GREYSTONE HEALTH CARE CENTER has a staff turnover rate of 43%, which is about average for Tennessee nursing homes (state average: 46%). Moderate turnover is common in nursing homes, but families should still ask about staff tenure and how the facility maintains care continuity when employees leave.

Was Greystone Health Ever Fined?

GREYSTONE HEALTH CARE CENTER has been fined $30,631 across 2 penalty actions. This is below the Tennessee average of $33,385. While any fine indicates a compliance issue, fines under $50,000 are relatively common and typically reflect isolated problems that were subsequently corrected.
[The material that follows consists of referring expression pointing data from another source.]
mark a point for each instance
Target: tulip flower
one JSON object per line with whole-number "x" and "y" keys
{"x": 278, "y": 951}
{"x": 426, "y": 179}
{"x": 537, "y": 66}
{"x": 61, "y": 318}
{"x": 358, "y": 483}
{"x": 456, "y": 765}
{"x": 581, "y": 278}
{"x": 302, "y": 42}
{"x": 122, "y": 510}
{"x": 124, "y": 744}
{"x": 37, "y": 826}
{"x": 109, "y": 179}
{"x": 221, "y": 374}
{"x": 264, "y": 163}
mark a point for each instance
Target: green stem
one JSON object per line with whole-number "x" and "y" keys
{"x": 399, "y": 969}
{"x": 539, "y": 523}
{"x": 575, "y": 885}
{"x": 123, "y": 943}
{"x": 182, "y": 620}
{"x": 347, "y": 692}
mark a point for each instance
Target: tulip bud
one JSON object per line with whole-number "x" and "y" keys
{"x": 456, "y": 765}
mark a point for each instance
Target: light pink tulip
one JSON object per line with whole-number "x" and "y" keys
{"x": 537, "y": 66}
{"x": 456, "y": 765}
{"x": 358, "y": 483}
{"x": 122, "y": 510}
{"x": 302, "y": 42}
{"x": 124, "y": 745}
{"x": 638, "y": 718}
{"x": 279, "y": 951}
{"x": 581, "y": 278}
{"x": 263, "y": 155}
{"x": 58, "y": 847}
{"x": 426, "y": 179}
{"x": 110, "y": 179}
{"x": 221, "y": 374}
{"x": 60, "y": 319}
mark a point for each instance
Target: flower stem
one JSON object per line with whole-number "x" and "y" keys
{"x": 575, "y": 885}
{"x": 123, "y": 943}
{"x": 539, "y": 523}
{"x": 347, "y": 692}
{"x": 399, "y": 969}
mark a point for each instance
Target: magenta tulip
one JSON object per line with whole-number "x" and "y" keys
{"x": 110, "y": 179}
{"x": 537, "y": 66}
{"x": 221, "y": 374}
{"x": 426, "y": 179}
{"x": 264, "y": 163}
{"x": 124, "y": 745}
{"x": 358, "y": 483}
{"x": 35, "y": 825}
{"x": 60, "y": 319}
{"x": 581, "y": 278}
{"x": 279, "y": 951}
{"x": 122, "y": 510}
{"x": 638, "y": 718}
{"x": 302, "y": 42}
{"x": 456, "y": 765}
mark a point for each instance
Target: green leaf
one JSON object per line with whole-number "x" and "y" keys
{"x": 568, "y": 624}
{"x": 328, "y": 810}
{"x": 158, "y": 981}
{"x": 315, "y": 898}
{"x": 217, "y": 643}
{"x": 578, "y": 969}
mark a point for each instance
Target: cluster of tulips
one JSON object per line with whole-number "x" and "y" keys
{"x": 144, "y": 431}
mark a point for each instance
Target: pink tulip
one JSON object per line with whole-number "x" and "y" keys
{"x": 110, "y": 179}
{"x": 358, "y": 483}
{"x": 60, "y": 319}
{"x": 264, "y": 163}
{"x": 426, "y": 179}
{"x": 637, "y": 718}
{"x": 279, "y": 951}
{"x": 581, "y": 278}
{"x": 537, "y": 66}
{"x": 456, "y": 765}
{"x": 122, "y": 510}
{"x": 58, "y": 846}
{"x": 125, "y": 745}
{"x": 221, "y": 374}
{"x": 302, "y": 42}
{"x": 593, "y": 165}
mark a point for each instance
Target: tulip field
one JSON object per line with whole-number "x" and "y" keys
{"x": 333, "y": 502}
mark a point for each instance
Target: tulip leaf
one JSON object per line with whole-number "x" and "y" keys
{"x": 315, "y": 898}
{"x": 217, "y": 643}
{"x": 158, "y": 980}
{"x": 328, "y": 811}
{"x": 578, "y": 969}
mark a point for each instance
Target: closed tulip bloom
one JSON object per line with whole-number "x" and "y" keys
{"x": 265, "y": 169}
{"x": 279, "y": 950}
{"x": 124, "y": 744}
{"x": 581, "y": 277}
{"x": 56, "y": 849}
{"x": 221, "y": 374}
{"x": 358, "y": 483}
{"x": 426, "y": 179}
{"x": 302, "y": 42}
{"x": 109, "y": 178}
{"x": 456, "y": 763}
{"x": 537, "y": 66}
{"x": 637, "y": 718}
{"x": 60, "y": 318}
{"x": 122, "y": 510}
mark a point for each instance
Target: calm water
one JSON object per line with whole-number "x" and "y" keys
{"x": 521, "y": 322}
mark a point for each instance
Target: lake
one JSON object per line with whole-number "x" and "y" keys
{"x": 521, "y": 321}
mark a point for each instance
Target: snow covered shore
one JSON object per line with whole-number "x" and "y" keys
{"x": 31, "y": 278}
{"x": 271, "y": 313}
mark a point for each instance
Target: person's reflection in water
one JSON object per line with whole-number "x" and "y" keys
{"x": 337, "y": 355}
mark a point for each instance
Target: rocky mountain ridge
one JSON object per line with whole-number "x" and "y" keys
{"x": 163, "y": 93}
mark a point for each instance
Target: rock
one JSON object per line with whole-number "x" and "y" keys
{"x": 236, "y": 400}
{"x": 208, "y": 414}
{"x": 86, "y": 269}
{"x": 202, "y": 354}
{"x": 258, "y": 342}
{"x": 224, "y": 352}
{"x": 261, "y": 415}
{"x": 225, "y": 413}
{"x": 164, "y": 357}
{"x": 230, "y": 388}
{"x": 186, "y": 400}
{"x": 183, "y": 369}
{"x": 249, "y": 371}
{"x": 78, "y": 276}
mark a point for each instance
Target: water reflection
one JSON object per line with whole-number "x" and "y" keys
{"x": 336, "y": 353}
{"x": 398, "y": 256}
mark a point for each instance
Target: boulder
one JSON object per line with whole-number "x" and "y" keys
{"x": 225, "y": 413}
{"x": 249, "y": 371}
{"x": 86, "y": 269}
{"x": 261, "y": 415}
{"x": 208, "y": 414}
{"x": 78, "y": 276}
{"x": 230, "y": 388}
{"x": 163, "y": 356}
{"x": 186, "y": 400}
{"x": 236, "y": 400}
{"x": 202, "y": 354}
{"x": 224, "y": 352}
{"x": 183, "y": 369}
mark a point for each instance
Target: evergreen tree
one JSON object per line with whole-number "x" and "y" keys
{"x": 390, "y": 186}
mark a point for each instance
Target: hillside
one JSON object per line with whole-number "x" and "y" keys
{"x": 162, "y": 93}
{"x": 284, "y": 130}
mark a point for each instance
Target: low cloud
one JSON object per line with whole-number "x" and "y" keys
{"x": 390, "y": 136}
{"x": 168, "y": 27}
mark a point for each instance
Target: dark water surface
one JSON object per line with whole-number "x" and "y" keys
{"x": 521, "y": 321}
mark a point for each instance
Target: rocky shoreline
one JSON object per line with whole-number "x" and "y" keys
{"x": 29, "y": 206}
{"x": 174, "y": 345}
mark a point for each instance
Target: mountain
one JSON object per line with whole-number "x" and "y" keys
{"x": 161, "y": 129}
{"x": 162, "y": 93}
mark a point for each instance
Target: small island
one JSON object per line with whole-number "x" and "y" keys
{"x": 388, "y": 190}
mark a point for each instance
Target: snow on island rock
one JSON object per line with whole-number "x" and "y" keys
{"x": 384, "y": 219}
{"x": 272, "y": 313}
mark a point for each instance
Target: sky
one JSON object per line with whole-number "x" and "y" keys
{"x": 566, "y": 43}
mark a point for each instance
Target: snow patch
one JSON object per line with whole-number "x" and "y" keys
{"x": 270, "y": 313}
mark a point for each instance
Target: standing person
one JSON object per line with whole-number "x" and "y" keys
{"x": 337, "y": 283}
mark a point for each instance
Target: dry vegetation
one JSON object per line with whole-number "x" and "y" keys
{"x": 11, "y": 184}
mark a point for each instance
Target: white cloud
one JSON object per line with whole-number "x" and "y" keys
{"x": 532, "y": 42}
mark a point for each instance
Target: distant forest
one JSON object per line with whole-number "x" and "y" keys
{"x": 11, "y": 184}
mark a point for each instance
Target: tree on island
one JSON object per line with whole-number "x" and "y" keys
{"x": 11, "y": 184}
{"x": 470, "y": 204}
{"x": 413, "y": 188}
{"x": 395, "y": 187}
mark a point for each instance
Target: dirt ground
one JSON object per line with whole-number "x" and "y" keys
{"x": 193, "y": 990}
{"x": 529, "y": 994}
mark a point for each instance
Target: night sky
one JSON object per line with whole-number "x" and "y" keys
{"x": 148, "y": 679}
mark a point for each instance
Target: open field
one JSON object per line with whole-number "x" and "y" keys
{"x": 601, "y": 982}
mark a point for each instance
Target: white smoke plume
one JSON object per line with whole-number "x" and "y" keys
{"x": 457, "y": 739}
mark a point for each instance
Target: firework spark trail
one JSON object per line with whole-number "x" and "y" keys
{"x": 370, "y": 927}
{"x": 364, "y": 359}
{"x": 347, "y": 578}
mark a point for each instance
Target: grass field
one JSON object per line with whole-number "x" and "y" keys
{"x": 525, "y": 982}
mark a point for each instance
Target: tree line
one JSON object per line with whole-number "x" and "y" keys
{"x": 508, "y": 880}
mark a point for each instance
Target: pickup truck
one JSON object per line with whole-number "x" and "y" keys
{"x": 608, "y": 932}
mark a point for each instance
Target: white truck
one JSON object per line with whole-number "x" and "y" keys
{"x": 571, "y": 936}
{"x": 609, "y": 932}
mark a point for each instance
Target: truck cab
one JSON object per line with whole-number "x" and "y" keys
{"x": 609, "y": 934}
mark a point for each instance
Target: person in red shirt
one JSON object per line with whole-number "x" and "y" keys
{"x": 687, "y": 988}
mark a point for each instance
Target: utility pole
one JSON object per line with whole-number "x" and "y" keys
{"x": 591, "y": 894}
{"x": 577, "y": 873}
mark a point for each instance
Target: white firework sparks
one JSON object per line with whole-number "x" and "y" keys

Families should ask what specific issues led to these fines and confirm they've been resolved.

Is Greystone Health on Any Federal Watch List?

GREYSTONE HEALTH CARE CENTER is not on any federal watch list. The most significant is the Special Focus Facility (SFF) program, which identifies the bottom 1% of nursing homes nationally based on persistent, serious quality problems. Not being on this list means the facility has avoided the pattern of deficiencies that triggers enhanced federal oversight. This is a positive indicator, though families should still review the facility's inspection history directly.